Myers’ review offers signposts and other directional indicators, though hardly a road map, for the broader field of integrative practitioners when and if it ever stands up to its paradigmatic requirement to of convince funders to prioritize researching the way an integrative or functional or TCM of Ayurvedic or indigenous or naturopathic professional practices.

The JACM Special Issue includes two commentaries on the field’s scientific evolution. In “The Early Movement for Research Evidence in Modern Naturopathy: Fighting Above Its Weight Class,” I provide a personal account of the US profession’s boot-strapping toward its evidence base – their first peer-review publications, research departments, NIH grants, and key scientific appointments.

One key step was an important one for the evidence based of all of natural health care. The 1985 production of the edited volume The Textbook of Natural Medicine by naturopathic doctors laboriously collected and linked to specific conditions any English language scientific references from any nation or era on natural healthcare products and practices. It was game changer for the broader natural medicine field. A raft of other such textbooks, compendium, dictionaries and encyclopedias from others outside the profession followed.

The question for anyone not nose-under in the stink-hole of anti-natural medicine bias was no longer whether natural medicine had scientific support. Rather questions could turn to the quality and gaps in the evidence.

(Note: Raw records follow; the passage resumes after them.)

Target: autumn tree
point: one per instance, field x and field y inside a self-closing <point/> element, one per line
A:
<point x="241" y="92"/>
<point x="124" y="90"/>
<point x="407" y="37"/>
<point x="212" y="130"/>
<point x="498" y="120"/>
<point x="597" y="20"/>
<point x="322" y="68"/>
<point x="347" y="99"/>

In the second account of research contributions to more recent professional development, Canadian WNF leader Iva Lloyd, BScH, BSPP, ND, and Wardle share the survey-based research WNF leaders are using to knit together the profession’s disparate Indian, European, South American and North American streams. “World Naturopathic Federation: The Central Role of Research in the Growth of the Global Naturopathic Profession” also provides the list of 20 nations that presently regulate the field.

By design of the guest editors, each paper in the issue is either by naturopathic researchers, or about the naturopathic profession, or both. The call netted roughly 30 papers, of which 14 were selected. Contributions from researchers associated with the International Naturopathy Research Leadership and Capacity Building Program at ARCCIM figure heavily.

The resulting volume is an eclectic mix involving diverse research methodologies: clinical trials, Delphi methods, surveys, interviews, focus groups, and content analyses. The introductory editorial from Steel, Bradley and Wardle notes that “each article represents critical appraisal of naturopathic theories, concepts or practices by naturopaths.”

It will take an act of imagination – and likely of empathy – for anyone ensconced in the riches of a conventional North American academic research institute to understand the historic, scrappy and relative institutional poverty informing the labors that led to this moment in time in which this issue can be published. Perhaps a sign of better-resourced times ahead is that within weeks of sending this issue to the printer, word arrived of a $10-million grant to fund a naturopathic research institute in an Australian academic institution.